Dies ist der Zeuge im verbrannten Krankenhaus in Tetovo: Feuer begann aus dem Stromschnitt

Das Mädchen aus Tetovo, das ihr Vater im Modulkrankenhaus letzte Nacht hatte, als das Feuer ausbrach, sagt, dass das Feuer wahrscheinlich geschah, wenn Ärzte mit Defibrillatoren versucht haben, ein anderes Mädchen zu reanimieren, das in ernstem Gesundheitszustand war. Zum Zeitpunkt der Intervention, [...]

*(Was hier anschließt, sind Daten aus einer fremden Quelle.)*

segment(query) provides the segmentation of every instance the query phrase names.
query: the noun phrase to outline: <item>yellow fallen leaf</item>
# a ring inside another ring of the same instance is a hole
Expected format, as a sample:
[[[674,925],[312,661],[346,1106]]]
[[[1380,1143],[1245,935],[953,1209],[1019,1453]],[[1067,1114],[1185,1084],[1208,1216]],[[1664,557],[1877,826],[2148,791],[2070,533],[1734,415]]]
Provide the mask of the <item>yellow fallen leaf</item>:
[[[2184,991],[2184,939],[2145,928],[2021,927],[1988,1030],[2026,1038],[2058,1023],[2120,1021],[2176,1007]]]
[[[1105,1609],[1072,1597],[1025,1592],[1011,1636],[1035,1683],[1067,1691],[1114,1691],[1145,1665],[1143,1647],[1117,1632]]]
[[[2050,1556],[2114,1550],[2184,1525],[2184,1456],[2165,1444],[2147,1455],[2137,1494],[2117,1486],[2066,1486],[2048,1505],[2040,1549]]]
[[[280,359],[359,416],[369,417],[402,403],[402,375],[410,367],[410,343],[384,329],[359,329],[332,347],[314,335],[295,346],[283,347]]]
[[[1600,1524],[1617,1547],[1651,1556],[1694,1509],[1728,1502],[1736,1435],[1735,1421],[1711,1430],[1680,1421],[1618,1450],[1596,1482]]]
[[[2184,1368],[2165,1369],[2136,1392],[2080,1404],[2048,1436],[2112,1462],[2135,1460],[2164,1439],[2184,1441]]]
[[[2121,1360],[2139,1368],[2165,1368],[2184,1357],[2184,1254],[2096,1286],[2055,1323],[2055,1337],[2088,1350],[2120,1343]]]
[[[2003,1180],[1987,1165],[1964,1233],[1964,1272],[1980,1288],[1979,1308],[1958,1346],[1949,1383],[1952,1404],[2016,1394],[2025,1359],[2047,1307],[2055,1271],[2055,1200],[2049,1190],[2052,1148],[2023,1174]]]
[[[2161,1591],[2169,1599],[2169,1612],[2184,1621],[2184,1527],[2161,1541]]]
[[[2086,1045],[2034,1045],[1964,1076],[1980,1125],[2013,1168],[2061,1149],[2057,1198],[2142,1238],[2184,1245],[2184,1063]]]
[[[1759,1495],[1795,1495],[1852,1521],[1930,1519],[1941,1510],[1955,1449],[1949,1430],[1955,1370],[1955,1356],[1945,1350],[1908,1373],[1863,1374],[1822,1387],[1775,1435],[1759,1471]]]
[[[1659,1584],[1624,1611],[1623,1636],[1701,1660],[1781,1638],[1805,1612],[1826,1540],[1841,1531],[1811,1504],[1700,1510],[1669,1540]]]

Das Mädchen aus Tetovo, das ihr Vater im Modulkrankenhaus letzte Nacht hatte, als das Feuer ausbrach, sagt, dass das Feuer wahrscheinlich geschah, wenn Ärzte mit Defibrillatoren versucht haben, ein anderes Mädchen zu reanimieren, das in ernstem Gesundheitszustand war.
Zum Zeitpunkt der Intervention, sagt sie, sie hörte schreien im nahe gelegenen Raum, dass Mädchen, Ärzte und Schwestern zerstreut wurden, und sofort nachdem sie hörten, dass das Feuer begonnen hatte.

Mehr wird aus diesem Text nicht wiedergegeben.